Léna veut aider Charlie, mais la jalousie de Plyne provoque une bagarre au cours de laquelle Charlie devient meurtrier malgré lui. Ernest et Momo ont enlevé Fido, le jeune frère de Charlie. Une fusillade éclate autour du chalet alpin où se sont réfugiés Léna et Charlie. Léna s'effondre dans la neige, touchée mortellement. Charlie se remettra au clavier du piano bastringue.

Le film se présente comme un parcours du noir vers le blanc, de la nuit des premières scènes vers la maison dans la neige ; comme une ascension des profondeurs de la cave, où se tapit Charlie après sa bataille avec Plyne, vers la luminosité éblouissante des montagnes.

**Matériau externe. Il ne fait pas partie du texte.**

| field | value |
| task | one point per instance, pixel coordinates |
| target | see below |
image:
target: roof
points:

Le film est, avant tout, un voyage vers le passé, un retour vers les origines, vers l'enfance de Charlie ; mais ce retour est aussi le retour du refoulé, retour de la violence de l'enfance à laquelle le héros avait cru pouvoir échapper en quittant jadis ses frères.

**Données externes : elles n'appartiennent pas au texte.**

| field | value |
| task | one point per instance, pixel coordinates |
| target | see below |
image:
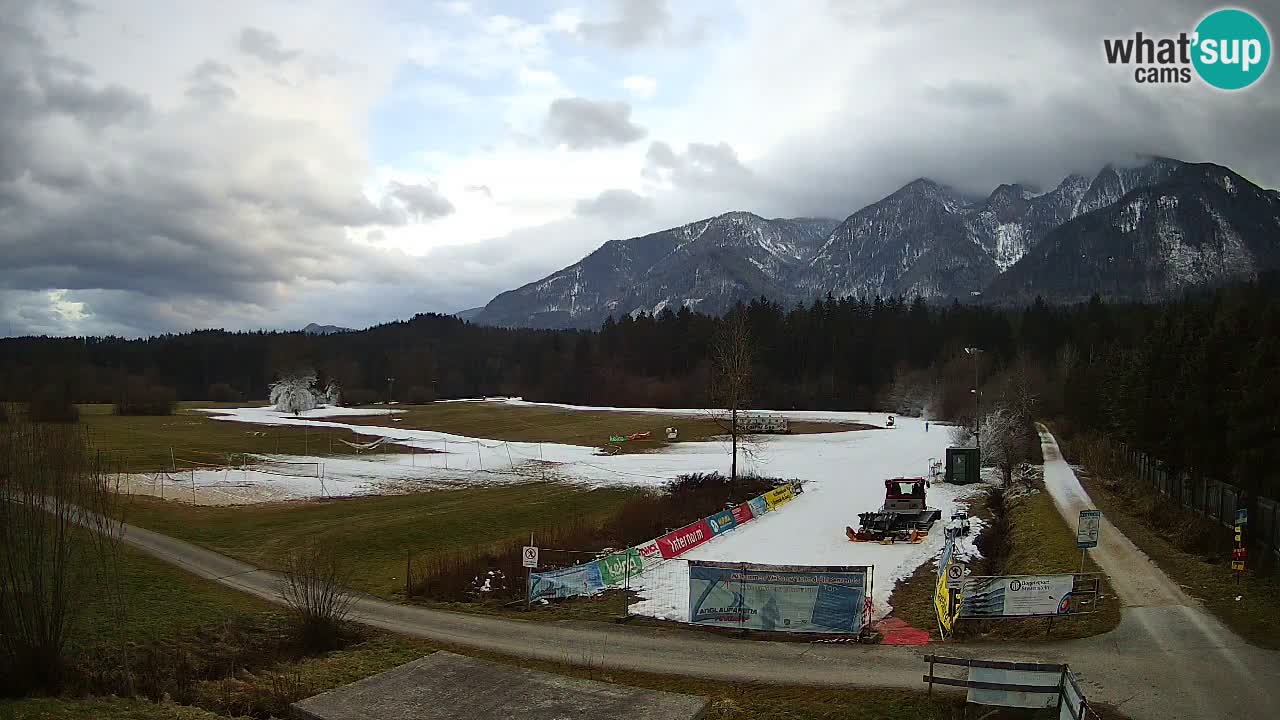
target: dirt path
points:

Construit autour d'un long flash-back qui occupe un tiers du film, le récit se joue sur la répétition d'un temps cyclique. A l'histoire de Charlie, Léna et Plyne répond, dans le passé, celle d'Edouard, Thérésa et Lars Schmeel. Dans les deux cas, le désir d'un autre homme vient détruire l'harmonie du couple. Dans les deux cas, la mort de la femme ponctue le dénouement du drame. Par sa construction narrative, le récit élude la possibilité d'une progression linéaire, d'une résolution qui ne soit pas une répétition.

Le film dans son ensemble manifeste une crainte fondamentale envers le féminin. A l'exception du passant rencontré par Chico, qui a réussi à surmonter son ambivalence et à trouver le bonheur dans le mariage (il évoque, au seuil du récit, un idéal irréalisable), le film présente une galerie d'hommes incapables de vivre harmonieusement leur rapport avec la femme. Les gangsters et les frères du pianiste ont des fixations libidinales infantiles. Lars Schmeel et Plyne convoitent des femmes qu'ils ne peuvent pas avoir. La menace représentée par le corps féminin, qui, par un retour classique de la fiction, se transforme en menace contre le corps de la femme, se manifeste dans un réseau d'images, les barreaux derrière lesquels se profile souvent sa silhouette. Lorsque Charlie montera pour la première fois chez Léna, la caméra offrira un gros plan des jambes de la jeune femme filmées à travers les rampes de l'escalier. Les allées et venues de Clarisse sur le palier qui mène à la chambre seront filmées selon le même dispositif. Lors de leur première promenade, Léna et Charlie, poursuivis par les gangsters, se réfugieront derrière la haute grille dont les barreaux jettent en premier plan leur ombre sur le couple et quand Léna viendra rejoindre le pianiste dans la maison sous la neige, il l'apercevra à travers les grilles de la fenêtre. Ces images qui représentent une des constantes de l'oeuvre de Truffaut, consacrent l'union du désir et de l'interdit.